Per i nati nel dopoguerra la situazione è esattamente l'opposto di quella che descrivi.
E' vero che lavoravano, e forse alcuni si lamentavano meno, ma il problema è tutto legato alle aspettative. Chi iniziava una carriera, anche se pagato poco, aveva l'aspettativa che il proprio stipendio potesse crescere rapidamente. E con uno stipendio (comunque in media molto più sicuro di oggi) riusciva a costruire una famiglia, comprarsi una casa, ecc.
Chiaramente molti beni costavano più di oggi, ci si accontentava di più, ma quello è un passaggio naturale delle evoluzioni dei beni di consumo e della tecnologia.
Ma le prospettive facevano la differenza.

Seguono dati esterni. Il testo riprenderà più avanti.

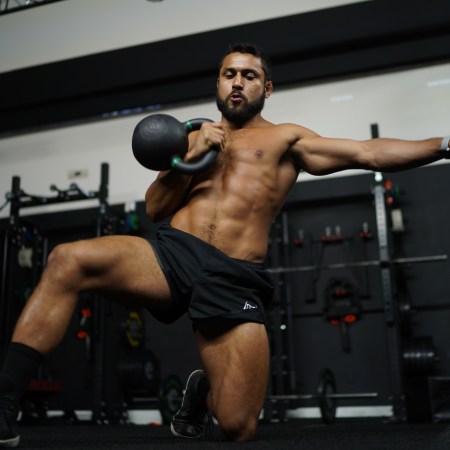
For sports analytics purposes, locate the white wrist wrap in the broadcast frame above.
[440,136,450,159]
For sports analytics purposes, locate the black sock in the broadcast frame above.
[197,377,209,403]
[0,342,44,399]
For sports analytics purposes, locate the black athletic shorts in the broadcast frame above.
[150,224,273,323]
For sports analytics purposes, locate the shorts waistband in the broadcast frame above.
[160,223,267,270]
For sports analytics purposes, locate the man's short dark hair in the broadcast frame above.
[219,42,272,81]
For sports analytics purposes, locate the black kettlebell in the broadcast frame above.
[131,114,218,174]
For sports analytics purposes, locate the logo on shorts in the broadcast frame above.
[242,302,258,309]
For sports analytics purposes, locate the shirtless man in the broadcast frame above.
[0,44,450,446]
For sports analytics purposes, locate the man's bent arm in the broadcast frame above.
[145,170,192,222]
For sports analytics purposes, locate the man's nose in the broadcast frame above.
[233,75,243,88]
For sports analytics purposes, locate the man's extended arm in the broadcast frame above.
[293,126,448,175]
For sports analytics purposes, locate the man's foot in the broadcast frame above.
[170,370,208,438]
[0,392,20,447]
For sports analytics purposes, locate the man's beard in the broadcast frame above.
[216,92,266,125]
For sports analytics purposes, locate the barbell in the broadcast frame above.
[266,369,378,425]
[268,255,448,274]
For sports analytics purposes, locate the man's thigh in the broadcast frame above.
[68,236,171,309]
[196,320,269,416]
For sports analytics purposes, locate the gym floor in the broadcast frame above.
[15,419,450,450]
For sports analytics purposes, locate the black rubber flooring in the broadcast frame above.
[14,419,450,450]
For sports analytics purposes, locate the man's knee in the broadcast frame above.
[44,243,82,284]
[216,411,259,442]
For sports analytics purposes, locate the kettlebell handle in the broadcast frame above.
[171,118,219,174]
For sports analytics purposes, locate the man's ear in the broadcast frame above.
[264,81,273,98]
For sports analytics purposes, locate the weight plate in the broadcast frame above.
[317,369,337,425]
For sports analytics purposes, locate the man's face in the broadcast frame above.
[216,53,272,125]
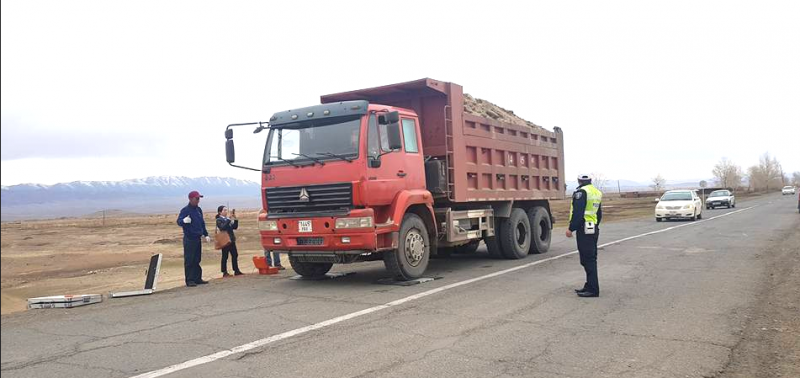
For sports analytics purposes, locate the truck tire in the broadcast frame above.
[483,218,506,259]
[500,208,531,260]
[528,206,553,254]
[289,256,333,278]
[383,214,431,281]
[454,240,481,255]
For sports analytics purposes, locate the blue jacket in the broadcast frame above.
[217,215,239,243]
[178,205,208,238]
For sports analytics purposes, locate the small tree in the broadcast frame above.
[747,152,786,191]
[589,172,608,191]
[650,173,667,192]
[711,157,744,189]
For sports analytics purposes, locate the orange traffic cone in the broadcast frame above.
[253,256,279,274]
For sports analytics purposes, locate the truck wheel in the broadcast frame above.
[528,206,553,254]
[454,240,481,255]
[500,208,531,260]
[289,256,333,278]
[383,214,431,281]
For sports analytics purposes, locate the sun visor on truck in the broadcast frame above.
[269,100,369,127]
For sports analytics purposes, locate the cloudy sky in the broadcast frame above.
[0,1,800,185]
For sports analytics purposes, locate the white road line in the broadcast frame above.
[131,205,759,378]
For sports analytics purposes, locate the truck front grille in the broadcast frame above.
[266,182,353,216]
[297,237,324,245]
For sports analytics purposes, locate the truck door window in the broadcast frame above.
[402,118,419,152]
[378,125,392,152]
[367,114,381,157]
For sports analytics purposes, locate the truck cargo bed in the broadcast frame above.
[321,79,566,203]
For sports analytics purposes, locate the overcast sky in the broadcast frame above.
[0,1,800,185]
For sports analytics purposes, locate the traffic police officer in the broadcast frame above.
[567,175,603,298]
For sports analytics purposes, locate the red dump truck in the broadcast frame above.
[225,79,566,280]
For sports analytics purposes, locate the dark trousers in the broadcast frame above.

Anche una persona della cosiddetta classe media, con un lavoro mediamente retribuito, riusciva ad avere uno stipendio che gli garantiva appunto un certo tenore di vita. Ancora diverso il discorso per chi ha studiato, dove una laurea 50 anni fa ti garantiva di accedere a retribuzioni che oggi sono alla portata di pochi.

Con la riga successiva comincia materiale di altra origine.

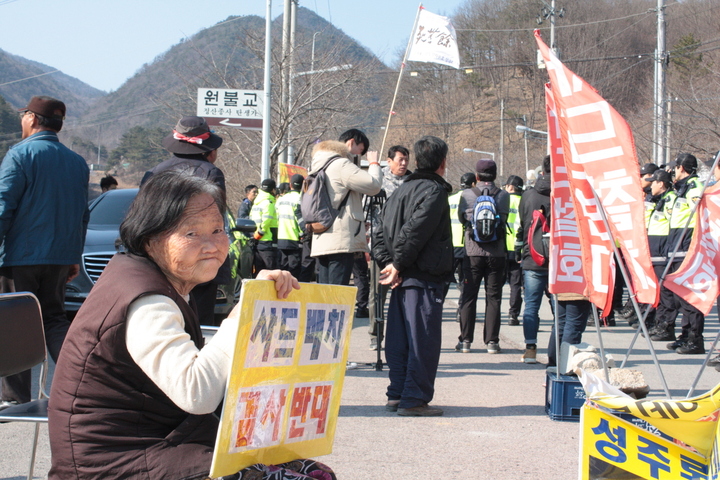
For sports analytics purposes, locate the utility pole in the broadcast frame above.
[653,0,667,165]
[260,0,272,180]
[278,0,293,163]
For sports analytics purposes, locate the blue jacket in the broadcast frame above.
[0,131,90,266]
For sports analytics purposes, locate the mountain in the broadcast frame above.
[68,7,387,148]
[0,50,105,119]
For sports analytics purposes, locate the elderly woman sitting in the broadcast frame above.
[49,171,334,480]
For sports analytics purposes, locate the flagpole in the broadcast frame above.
[620,151,720,370]
[380,3,423,158]
[590,188,672,398]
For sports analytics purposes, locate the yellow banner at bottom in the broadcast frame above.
[210,280,357,477]
[579,403,717,480]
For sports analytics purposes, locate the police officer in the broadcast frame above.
[275,173,305,278]
[503,175,523,325]
[250,178,278,274]
[650,153,705,354]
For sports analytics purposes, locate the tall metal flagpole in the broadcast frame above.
[380,3,423,158]
[260,0,272,180]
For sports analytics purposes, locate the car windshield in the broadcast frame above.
[88,190,137,229]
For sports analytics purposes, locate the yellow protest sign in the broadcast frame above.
[210,280,357,477]
[278,163,307,183]
[579,403,717,480]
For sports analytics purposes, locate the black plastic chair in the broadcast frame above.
[0,292,48,480]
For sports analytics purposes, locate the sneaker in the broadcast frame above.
[520,345,537,363]
[675,339,705,355]
[666,335,687,350]
[708,353,720,367]
[397,404,443,417]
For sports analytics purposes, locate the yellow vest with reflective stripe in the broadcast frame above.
[506,193,522,252]
[275,191,302,242]
[448,190,465,247]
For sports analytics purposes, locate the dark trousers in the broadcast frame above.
[0,265,70,403]
[279,248,302,279]
[506,252,522,317]
[315,253,355,285]
[253,242,277,276]
[298,235,317,282]
[458,256,507,344]
[190,282,220,326]
[353,252,370,309]
[548,300,592,366]
[385,279,444,408]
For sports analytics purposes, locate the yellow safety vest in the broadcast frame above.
[505,193,522,252]
[448,190,465,248]
[275,191,302,242]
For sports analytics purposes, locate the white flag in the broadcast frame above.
[408,8,460,68]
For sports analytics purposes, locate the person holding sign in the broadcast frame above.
[48,170,335,479]
[373,136,453,417]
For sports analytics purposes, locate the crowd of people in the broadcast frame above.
[0,97,720,479]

Chi inizia oggi a lavorare, o ha iniziato pochi anni fa, sa che deve emergere dalla massa. Altrimenti è "condannato" a lavori con una retribuzione che non cresce negli anni, o comunque che cresce meno del costo della vita, e sa che mediamente sarà difficile risparmiare per comprarsi una casa adatta a una famiglia, soprattutto se si è soli. E ancora più difficile è pensare di poter dare a dei figli un futuro, sapendo che rischiano di trovarsi in una situazione addirittura peggiore.
Sono considerazioni con molte sfaccettature, impossibile ridurle a “si stava meglio” o simili.
La classe media era molto meno estesa di ora.
La parte del leone la facevano la classe operaia ed impiegatizia, che non avevano tutto questo gran potere di acquisto… ma che se la cavavano stando attenti alle spese ed agli sprechi. E lavorando.
Chi aveva un diploma o una laurea trovava spalancate tutte le porte, questo sì. Purtroppo oggi molte più persone si diplomano e a miriadi si laureano, specie in facoltà che non offrono sbocchi lavorativi, e finiscono così a ciondolare insoddisfatti nel mondo del precariato e del “Le mie competenze non sono valorizzate”.
Prima avevano, questo sì, una prospettiva di stabilità lavorativa che oggi manca, ma erano anche meno pretenziosi: il frigorifero, la televisione (una in tutta la casa), il telefono (uno per tutta la famiglia), la macchina (la Fiat 500 o 600, non la Maserati spider per fare colpo: quella roba era appannaggio solo di chi certe cose se le poteva permettere) e l’elenco sarebbe ancora molto lungo.
La vacanza era di 15 giorni in Italia. Mio padre portava il resto della famiglia al lido di Jesolo, ci scaricava là e tornava a prenderci alla fine perchè nel frattempo aveva il negozio cui badare.
Il problema oggi è l’enorme vetrina di generi e stili di vita voluttuari, a disposizione di tutti.. a patto di svenarsi. Il ventenne vuole il viaggio a Katmandu, la venticinquenne esige un compagno che le garantisca cose che anche solo 30 anni fa erano appannaggio dei ricchi… questo è, poi possiamo anche parlare d’altro ma questi sono i bisogni indotti di oggi.
La conseguenza principale è che in queste condizioni, con un precariato lavorativo ben più esteso di quanto non sia mai stato in passato e con queste pretese più o meno latenti, risparmiare e mettere da parte soldi è praticamente impossibile, visto che ne servono troppi per mantenere un tenore di vita che non sta in piedi, se non si è già benestanti in partenza.
Di qui la generale insoddisfazione di molte fasce di popolazione.